Feb. 19--A state labor panel on Thursday rejected a Chicago Teachers Union effort to get Chicago Public Schools to pay salary increases mandated by a contract that expired last summer.
The ruling to deny an injunction could save CPS from having to pay CTU members about $26 million in back pay. But the Illinois Educational Labor Relations Board unanimously voted against intervening while the union and Chicago Board of Education continue talks over a new contract.
CTU attorneys said they will still push the state board to make CPS pay salary hikes based on factors such as their education and seniority that were part of the expired contract.
The two sides differ on whether CPS should have continued to advance teachers through the expired contract's step-and-lane grid that determined pay increases while talks over a replacement deal are ongoing. The district's latest offer to teachers would have frozen the process for one year.
"It's very much contrary to the public interest for this board to step in and put its fingers on the scale as to what the ultimate settlement has to be," said Andrea Waintroob, an attorney who Gov.
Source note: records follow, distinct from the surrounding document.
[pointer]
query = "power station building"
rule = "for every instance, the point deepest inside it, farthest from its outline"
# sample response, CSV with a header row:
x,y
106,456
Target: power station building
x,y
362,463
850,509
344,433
Bruce Rauner appointed as chair of the labor board in April.
"For us to force an employer to pay lane and step, when the employer is bargaining to freeze lane and step would really put a poison pill into the negotiating process."
The district's budget does not cover step-and-lane payments, district spokeswoman Emily Bittner said.
CPS said it told the union this summer that it would not distribute the step and lane payments while negotiations over a new contract were ongoing, and that it would not pay those increases through at least the first year of any ensuing contract.
"No reasonable Chicago Board of Education teacher could have expected to receive step and lane when the board had clearly proposed that step and lanes be frozen. That's even without taking into account the board's financial difficulties," Waintroob said.
CPS also argued that a ruling against it on the step and lane issue would exacerbate the district's fiscal crisis.